# Modular Benchwork?



## Hanger (Oct 5, 2009)

I live in a condo, and due to divorce am renting. However I want to move forward with model trains, but the floor is not very handy for me. 

Are there anything being sold that I can fit out of a door when I end up moving? I am not sure how long I will be here, so asking for some help here.

Thanks


----------



## TulsaFlyer (Sep 21, 2009)

Like you, I am new to this hobby. But reading through this forum I have gotten a lot of good ideas.

For instance, I am putting up an N scale layout right now(the HO stuff is waiting for the garage to be cleared.)

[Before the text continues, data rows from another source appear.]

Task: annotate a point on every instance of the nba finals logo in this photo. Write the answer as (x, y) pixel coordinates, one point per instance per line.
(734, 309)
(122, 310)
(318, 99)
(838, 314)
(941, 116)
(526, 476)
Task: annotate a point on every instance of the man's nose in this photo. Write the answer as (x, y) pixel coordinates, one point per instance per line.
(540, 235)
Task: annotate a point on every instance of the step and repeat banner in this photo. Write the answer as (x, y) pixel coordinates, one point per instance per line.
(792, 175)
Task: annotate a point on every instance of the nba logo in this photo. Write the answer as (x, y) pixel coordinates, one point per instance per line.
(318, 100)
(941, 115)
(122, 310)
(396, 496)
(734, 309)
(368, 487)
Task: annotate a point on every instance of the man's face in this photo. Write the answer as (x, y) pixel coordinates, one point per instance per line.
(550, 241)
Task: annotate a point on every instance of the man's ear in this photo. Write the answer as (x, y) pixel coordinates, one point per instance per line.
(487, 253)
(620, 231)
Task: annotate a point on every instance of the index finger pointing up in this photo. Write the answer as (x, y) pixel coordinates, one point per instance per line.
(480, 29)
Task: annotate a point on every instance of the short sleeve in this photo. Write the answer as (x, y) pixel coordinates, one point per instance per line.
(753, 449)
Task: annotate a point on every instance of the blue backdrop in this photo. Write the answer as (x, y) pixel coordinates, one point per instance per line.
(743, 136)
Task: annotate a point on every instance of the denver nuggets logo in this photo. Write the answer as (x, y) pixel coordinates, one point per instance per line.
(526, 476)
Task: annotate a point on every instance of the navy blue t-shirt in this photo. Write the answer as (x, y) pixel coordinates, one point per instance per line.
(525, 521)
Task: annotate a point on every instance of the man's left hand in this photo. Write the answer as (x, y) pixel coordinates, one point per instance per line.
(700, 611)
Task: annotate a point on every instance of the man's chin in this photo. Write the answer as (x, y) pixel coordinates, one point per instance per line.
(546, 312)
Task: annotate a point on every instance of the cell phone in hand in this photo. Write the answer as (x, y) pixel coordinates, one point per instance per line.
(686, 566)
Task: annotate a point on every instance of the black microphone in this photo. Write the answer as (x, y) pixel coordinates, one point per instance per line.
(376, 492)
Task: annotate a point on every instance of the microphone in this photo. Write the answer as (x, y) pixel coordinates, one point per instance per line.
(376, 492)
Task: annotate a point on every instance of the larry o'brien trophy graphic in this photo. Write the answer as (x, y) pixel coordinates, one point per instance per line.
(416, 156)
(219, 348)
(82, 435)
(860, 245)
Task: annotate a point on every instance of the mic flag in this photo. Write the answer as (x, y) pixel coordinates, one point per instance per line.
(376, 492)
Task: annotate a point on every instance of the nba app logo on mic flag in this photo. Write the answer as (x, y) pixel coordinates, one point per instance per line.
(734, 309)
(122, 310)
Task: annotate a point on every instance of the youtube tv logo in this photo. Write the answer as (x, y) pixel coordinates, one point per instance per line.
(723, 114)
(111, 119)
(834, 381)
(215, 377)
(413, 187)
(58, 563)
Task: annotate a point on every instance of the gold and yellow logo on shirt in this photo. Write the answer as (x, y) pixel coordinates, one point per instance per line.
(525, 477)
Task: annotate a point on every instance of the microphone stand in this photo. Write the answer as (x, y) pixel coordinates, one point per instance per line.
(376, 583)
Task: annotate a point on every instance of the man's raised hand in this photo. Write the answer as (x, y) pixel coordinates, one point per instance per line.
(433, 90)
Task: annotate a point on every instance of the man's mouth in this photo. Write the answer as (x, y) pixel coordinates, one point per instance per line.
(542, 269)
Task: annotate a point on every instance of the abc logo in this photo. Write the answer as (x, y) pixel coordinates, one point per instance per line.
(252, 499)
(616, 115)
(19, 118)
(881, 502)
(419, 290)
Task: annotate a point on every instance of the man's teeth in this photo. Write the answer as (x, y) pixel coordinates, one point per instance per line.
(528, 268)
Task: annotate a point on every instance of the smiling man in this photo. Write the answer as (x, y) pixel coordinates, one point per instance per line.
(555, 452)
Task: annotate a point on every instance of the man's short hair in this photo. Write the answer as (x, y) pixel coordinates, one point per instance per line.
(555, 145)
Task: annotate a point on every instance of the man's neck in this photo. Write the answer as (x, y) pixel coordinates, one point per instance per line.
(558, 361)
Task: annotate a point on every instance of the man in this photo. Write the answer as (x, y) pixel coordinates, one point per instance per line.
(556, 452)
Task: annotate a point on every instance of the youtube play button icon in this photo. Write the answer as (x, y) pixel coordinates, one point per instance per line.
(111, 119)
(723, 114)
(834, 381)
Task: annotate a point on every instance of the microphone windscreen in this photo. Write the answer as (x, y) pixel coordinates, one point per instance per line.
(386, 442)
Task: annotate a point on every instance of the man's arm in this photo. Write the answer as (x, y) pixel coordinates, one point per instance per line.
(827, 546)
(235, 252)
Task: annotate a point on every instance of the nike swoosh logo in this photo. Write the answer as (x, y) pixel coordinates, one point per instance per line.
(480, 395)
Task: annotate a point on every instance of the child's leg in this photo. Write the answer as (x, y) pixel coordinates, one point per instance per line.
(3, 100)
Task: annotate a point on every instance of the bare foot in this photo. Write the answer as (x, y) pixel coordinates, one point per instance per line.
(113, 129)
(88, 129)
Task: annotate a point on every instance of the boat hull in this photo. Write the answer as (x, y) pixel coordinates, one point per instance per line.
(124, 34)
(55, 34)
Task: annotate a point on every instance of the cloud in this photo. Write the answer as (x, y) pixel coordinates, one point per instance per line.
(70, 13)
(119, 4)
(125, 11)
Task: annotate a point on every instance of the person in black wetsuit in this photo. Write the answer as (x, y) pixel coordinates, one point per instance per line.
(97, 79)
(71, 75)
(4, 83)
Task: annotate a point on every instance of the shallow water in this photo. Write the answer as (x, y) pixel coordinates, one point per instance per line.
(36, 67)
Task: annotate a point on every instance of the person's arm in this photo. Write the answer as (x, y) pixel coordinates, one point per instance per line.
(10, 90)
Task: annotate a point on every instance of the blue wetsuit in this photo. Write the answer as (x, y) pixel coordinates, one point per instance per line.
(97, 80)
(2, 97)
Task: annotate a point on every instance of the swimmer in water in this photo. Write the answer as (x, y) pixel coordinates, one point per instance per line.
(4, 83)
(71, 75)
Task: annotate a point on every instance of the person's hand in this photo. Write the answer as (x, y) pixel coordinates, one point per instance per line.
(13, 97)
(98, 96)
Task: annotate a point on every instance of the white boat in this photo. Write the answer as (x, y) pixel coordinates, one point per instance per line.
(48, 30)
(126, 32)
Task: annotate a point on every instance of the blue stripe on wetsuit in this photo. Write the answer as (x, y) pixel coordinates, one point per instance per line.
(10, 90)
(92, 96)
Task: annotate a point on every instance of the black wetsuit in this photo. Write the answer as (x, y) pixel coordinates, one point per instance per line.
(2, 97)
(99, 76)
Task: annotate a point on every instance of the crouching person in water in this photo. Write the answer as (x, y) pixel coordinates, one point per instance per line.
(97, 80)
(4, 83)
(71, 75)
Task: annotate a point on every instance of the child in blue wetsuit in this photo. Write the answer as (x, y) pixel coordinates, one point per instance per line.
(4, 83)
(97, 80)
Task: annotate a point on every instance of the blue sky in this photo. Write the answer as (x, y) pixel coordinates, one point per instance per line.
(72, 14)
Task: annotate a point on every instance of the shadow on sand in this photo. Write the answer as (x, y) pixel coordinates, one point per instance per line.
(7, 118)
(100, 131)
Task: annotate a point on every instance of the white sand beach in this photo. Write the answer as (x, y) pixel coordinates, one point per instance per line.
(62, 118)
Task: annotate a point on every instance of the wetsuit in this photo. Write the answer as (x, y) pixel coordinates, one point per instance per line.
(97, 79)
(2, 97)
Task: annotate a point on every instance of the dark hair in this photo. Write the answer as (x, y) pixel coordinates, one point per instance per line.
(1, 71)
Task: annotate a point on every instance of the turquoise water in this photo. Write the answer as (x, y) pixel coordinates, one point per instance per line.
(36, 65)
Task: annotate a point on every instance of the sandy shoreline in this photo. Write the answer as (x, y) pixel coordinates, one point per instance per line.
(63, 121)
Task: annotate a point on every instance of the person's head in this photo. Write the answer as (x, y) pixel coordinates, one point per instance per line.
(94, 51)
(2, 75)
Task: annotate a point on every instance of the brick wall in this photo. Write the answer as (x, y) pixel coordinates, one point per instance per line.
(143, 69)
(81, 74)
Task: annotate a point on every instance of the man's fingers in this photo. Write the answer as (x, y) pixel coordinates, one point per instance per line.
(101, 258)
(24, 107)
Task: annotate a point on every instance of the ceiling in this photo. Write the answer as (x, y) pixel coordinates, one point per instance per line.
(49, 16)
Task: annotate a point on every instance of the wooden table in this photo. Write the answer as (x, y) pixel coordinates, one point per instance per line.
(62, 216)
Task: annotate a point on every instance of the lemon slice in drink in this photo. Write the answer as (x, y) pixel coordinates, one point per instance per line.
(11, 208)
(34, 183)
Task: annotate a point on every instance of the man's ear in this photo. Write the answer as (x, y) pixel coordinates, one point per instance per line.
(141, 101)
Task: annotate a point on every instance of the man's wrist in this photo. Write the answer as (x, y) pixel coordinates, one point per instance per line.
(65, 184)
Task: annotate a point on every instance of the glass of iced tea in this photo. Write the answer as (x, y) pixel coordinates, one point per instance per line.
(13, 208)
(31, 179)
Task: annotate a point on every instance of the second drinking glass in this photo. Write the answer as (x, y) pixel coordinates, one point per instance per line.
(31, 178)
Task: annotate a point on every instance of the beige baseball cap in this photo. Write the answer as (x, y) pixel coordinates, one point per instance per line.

I'm putting my N scale layout on a 30X80 hollow core door.
Perhaps you could use two doors and hinge them in the middle for an HO layout. That way you could fold it up and carry it through the door when you move.

Jody


----------



## Big Ed (Jun 16, 2009)

TulsaFlyer said:


> Like you, I am new to this hobby. But reading through this forum I have gotten a lot of good ideas.
> 
> For instance, I am putting up an N scale layout right now(the HO stuff is waiting for the garage to be cleared.)
> 
> ...



Thats a good size for N. Mine was 33x48 and I got quite a bit on it.
Soon I will expand it since I got more N in now.
One of these decade's! 
You also can make it like a hide a bed on the wall. You can fit a 4x8 and make it fold up into the wall. No need to cut the wall just frame it out.
I will try to find a picture of one for you.

I like the idea of folding it up to carry on to the new place.

Google for N gauge in coffee tables too. Might be what you need till you get settled in a permanent place.


----------